Il problema che ne deriva è che se non si fanno degli interventi sufficientemente precoci, si arriva poi a

una situazione che necessita di in un’assistenza a vita nella fase adulta, questo in più comporta molti costi

supplementari. Si ha paura di spendere all’inizio, senza pensare che questi soldi magari si

recupererebbero a lungo termine, oltre al fatto di tutelare in modo corretto la salute di queste persone.

5-18 anni: la riabilitazione si continua con altri ritmi e in più c’è il progetto di crescita e sviluppo. Aiutare

a comunicare è la cosa fondamentale, così si può esprimere più facilmente il disagio e tutto diventa più

facile. Favorire la comunicazione permette di elaborare la capacità di connettere e sviluppare problemi.

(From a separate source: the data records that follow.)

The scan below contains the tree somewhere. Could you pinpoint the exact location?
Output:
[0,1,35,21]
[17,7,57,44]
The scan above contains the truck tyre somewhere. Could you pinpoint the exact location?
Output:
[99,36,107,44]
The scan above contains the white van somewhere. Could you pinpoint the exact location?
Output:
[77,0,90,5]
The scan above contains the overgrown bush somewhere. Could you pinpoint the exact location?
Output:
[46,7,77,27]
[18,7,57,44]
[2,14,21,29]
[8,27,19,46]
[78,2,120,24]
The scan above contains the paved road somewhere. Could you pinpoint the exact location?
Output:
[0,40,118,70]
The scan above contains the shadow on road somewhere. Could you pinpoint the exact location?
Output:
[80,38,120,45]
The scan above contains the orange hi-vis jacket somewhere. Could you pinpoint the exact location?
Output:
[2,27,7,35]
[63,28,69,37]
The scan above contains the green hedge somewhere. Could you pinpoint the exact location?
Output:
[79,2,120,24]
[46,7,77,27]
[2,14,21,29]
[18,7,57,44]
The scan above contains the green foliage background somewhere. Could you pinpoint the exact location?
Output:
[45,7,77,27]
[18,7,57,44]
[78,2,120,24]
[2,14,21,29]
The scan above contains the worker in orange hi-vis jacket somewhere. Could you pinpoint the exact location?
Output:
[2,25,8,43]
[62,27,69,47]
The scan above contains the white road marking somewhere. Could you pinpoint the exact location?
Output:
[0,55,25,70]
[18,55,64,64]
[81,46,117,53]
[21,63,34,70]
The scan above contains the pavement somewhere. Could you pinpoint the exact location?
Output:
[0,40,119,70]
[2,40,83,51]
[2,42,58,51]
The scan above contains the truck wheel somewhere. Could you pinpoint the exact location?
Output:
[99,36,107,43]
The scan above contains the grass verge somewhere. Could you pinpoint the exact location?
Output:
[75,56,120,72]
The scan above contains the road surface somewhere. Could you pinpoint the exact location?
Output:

Qua bisognerebbe avere personale competente e formato.

18 anni in poi: si continuano gli interventi menzionati e in più si comincia una formazione per un’attività

specifica. Se le persone autistiche imparano un lavoro, l’autostima sale, bisogna però insegnare ciò che

già piace loro, perché se è qualcosa che non va loro a genio e non riescono bene, li si fa star male e la loro

autostima scende. Farli regredire o ammalare obbligandoli a fare qualcosa che non riescono a svolgere

non è infatti lo scopo. Se è per farli abituare a nuove situazioni, allora potrebbe andare bene, però a questo

punto dovrebbe essere un lavoro più graduale, ad esempio sull’arco di molti anni.